Gospel conversations invite your spiritual friends into an exchange so they can experience the passion of having been changed—by grace. They invite your spiritual friends into a vivid, robust experience of grace narratives through grace relationships. 

Consider just a sampling of biblical passages that depict trialogues: 

  • “For where two or three come together in my name, there am I with them” (Matthew 18:20).
  • “See to it, brothers, that none of you has a sinful, unbelieving heart that turns away from the living God. But encourage one another daily, as long as it is called ‘Today,’ so that none of you may be hardened by sin’s deceitfulness” (Hebrews 3:12-13).
  • “Let us draw near to God with a sincere heart in full assurance of faith . . . And let us consider how we may spur one another on toward love and good deeds. Let us not give up meeting together, as some are in the habit of doing, but let us encourage one another—and all the more as you see the Day approaching” (Hebrews 10:22, 24-25). 

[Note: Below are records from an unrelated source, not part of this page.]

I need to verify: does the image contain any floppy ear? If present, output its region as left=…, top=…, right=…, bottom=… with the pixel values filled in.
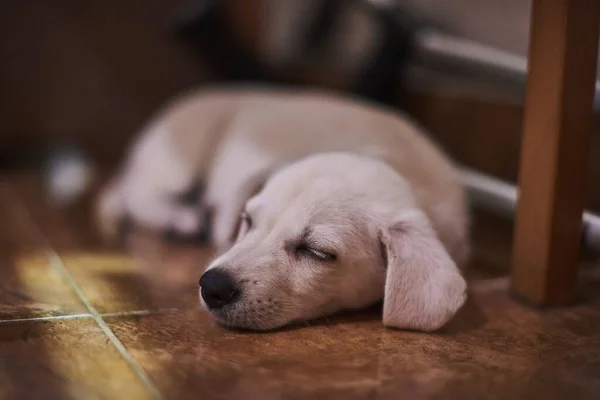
left=381, top=210, right=466, bottom=332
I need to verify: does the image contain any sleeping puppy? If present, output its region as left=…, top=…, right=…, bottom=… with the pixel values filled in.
left=97, top=88, right=469, bottom=331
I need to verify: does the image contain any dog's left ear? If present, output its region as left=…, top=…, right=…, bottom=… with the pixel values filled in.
left=381, top=210, right=466, bottom=332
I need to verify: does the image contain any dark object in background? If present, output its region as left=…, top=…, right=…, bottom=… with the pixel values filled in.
left=174, top=0, right=417, bottom=104
left=173, top=0, right=271, bottom=82
left=350, top=2, right=417, bottom=105
left=304, top=0, right=418, bottom=105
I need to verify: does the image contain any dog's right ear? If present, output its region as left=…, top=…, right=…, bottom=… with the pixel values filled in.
left=381, top=210, right=466, bottom=332
left=211, top=169, right=271, bottom=253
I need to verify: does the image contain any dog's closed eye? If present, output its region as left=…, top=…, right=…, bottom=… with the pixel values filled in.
left=294, top=243, right=337, bottom=262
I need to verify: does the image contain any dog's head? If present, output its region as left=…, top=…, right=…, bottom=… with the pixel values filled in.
left=200, top=154, right=466, bottom=331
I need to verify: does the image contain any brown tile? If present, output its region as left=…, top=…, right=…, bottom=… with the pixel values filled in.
left=0, top=180, right=87, bottom=320
left=11, top=173, right=213, bottom=313
left=108, top=280, right=600, bottom=399
left=61, top=238, right=209, bottom=313
left=0, top=318, right=152, bottom=399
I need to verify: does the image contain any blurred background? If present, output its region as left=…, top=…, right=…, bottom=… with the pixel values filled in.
left=0, top=0, right=600, bottom=209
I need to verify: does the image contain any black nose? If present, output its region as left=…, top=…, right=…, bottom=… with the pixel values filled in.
left=198, top=268, right=240, bottom=309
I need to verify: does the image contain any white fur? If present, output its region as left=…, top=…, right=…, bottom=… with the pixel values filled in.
left=98, top=89, right=469, bottom=331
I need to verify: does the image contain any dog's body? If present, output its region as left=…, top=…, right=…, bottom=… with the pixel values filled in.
left=99, top=89, right=469, bottom=330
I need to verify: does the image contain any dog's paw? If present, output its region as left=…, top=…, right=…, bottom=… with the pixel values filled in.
left=164, top=206, right=208, bottom=242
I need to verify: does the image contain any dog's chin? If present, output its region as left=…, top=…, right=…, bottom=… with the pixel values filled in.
left=208, top=311, right=291, bottom=332
left=202, top=302, right=292, bottom=332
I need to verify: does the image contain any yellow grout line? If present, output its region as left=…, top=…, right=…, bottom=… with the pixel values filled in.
left=5, top=184, right=163, bottom=399
left=0, top=314, right=93, bottom=324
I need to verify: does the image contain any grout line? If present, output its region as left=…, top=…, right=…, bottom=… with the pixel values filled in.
left=6, top=184, right=163, bottom=399
left=0, top=313, right=93, bottom=324
left=48, top=250, right=162, bottom=398
left=100, top=308, right=179, bottom=318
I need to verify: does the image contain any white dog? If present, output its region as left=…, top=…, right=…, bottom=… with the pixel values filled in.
left=98, top=88, right=469, bottom=331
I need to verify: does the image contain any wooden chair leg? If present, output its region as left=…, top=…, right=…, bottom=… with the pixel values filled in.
left=512, top=0, right=600, bottom=305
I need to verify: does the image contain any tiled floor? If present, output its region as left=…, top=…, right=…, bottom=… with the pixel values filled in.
left=0, top=173, right=600, bottom=400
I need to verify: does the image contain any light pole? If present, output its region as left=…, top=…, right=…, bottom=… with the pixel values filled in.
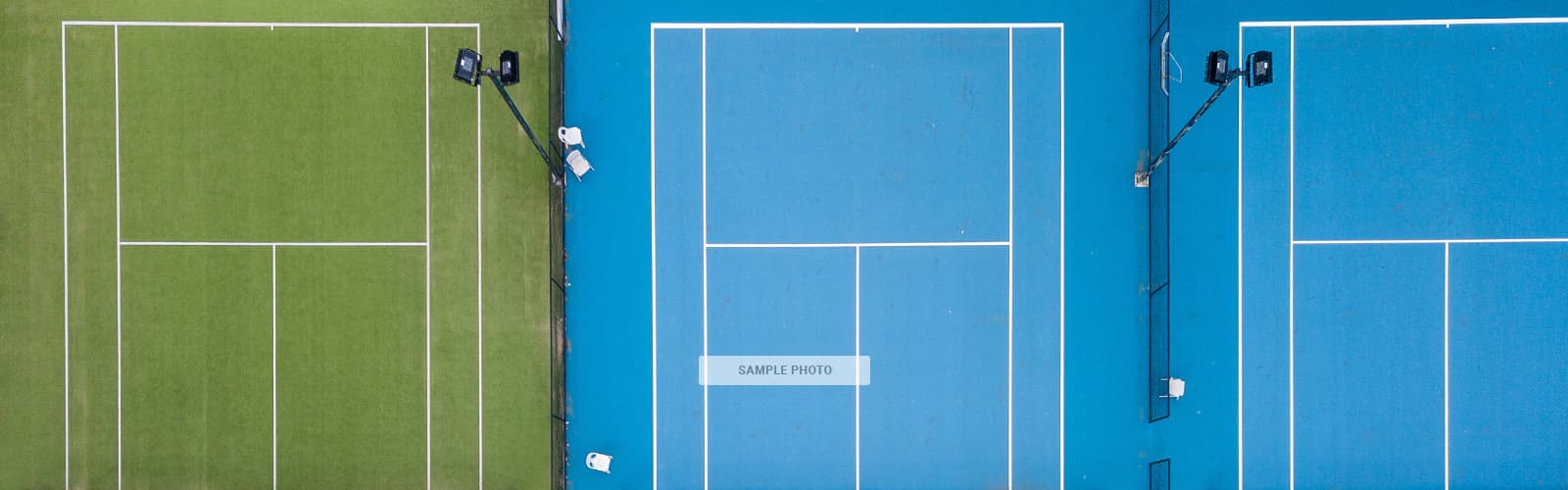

The tongue has the capacity to offer life-giving resources that nourish the soul, or to be a power for life-draining energies that poison the soul. “From the fruit of his mouth a man’s stomach is filled: with the harvest from his lips he is satisfied. The tongue has the power of life and death, and those who love it will eat its fruit” (Proverbs 18:20-21). Gospel conversations involve good talk about our good God and Christ’s good news in the midst of our bad life in our sinful world. 

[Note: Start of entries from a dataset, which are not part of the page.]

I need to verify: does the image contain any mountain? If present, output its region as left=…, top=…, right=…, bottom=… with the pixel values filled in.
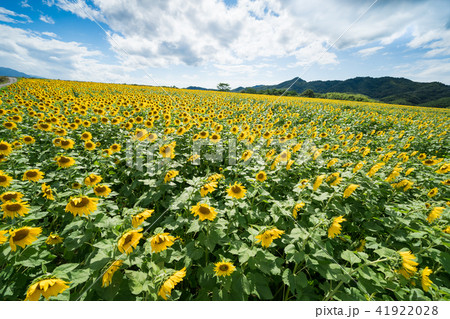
left=186, top=86, right=215, bottom=91
left=0, top=67, right=40, bottom=78
left=233, top=77, right=450, bottom=107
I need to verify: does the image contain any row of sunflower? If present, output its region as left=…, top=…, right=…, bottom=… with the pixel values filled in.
left=0, top=79, right=450, bottom=300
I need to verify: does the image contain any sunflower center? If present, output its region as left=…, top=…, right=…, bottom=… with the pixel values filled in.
left=95, top=186, right=106, bottom=193
left=0, top=192, right=17, bottom=202
left=59, top=156, right=70, bottom=164
left=26, top=171, right=37, bottom=177
left=72, top=197, right=89, bottom=208
left=6, top=203, right=22, bottom=212
left=13, top=229, right=30, bottom=241
left=123, top=234, right=133, bottom=245
left=219, top=264, right=229, bottom=271
left=231, top=185, right=242, bottom=194
left=198, top=206, right=211, bottom=215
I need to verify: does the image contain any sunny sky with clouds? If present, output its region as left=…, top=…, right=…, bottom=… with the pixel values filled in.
left=0, top=0, right=450, bottom=88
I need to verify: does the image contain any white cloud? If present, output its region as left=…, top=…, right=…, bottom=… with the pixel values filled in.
left=42, top=32, right=58, bottom=38
left=0, top=24, right=138, bottom=83
left=357, top=46, right=384, bottom=57
left=0, top=7, right=32, bottom=23
left=39, top=15, right=55, bottom=24
left=20, top=0, right=31, bottom=8
left=43, top=0, right=105, bottom=22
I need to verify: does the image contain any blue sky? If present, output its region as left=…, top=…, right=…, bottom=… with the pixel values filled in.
left=0, top=0, right=450, bottom=88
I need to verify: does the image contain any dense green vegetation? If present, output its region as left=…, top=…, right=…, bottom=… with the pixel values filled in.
left=236, top=77, right=450, bottom=108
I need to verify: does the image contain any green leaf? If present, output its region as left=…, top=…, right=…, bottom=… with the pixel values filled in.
left=248, top=272, right=273, bottom=300
left=125, top=270, right=147, bottom=295
left=52, top=263, right=79, bottom=277
left=341, top=250, right=361, bottom=265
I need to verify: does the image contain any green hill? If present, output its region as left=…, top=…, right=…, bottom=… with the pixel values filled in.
left=239, top=77, right=450, bottom=107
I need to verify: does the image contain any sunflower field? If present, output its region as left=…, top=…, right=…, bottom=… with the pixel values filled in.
left=0, top=79, right=450, bottom=300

“Do not let any unwholesome talk come out of your mouths, but only what is helpful for building others up according to their needs, that it may benefit those who listen” (Ephesians 4:29). Gospel conversations are grace conversations. Law conversations crush people and destroy relationships (compare Matthew 23). Grace conversations edify people and build relationships.  

“Unwholesome” words are corrupt and rotten like decaying fruit. They’re putrid, defiling, and injuring words. They’re toxic speech—words that poison others, making their spirit sick. Paul’s emphasis is clear in the original language: “All words of rottenness, do not let come out of your mouth.” Spiritual friends restrain themselves, refusing to speak until they understand what words will be: 

  • Helpful: Good because they flow from moral character and promote beautiful living.
  • Strengthening/Building Up Others: Edifying words that bring improvement and promote maturity.
  • According to Their Need: Carefully chosen words that specifically fill up a need, meet a lack, minister to a want, or express care in a difficulty, where it is most necessary.
  • Beneficial: Ministering grace. Attractive speech that helps others to receive God’s love poem and become God’s love poetry. They are grace-gift words—generously given, freely granted words that accept, that free, that empower, and that give hope. 

To the Colossians, Paul writes, “Let your conversation be always full of grace, seasoned with salt, so that you may know how to answer everyone” (Colossians 4:6). Grace words are words of connection, giving, affirming, accepting, freeing, and justifying. They are seasoned with salt—they preserve relationships with God, others, and self. 

James, after describing the fiery and poisonous nature of words (James 3:1-8), notes that, “with the tongue we praise our Lord and Father, and with it we curse men, who have been made in God’s likeness” (James 3:9). In James 3:10-16, James teaches that Satan is the ultimate source of cursing words—harmful, hurtful, damaging words that wish a judgment upon someone. 

The most harmful words involve cursing conversations, law relationships, and condemning speech filled with wrath and scorn. Grace words, by contrast, are motivated by purity, pursue peace, and produce the fruit of righteousness (James 3:17-18).  

Who needs your grace words today? How will you minister to this person through gospel conversations?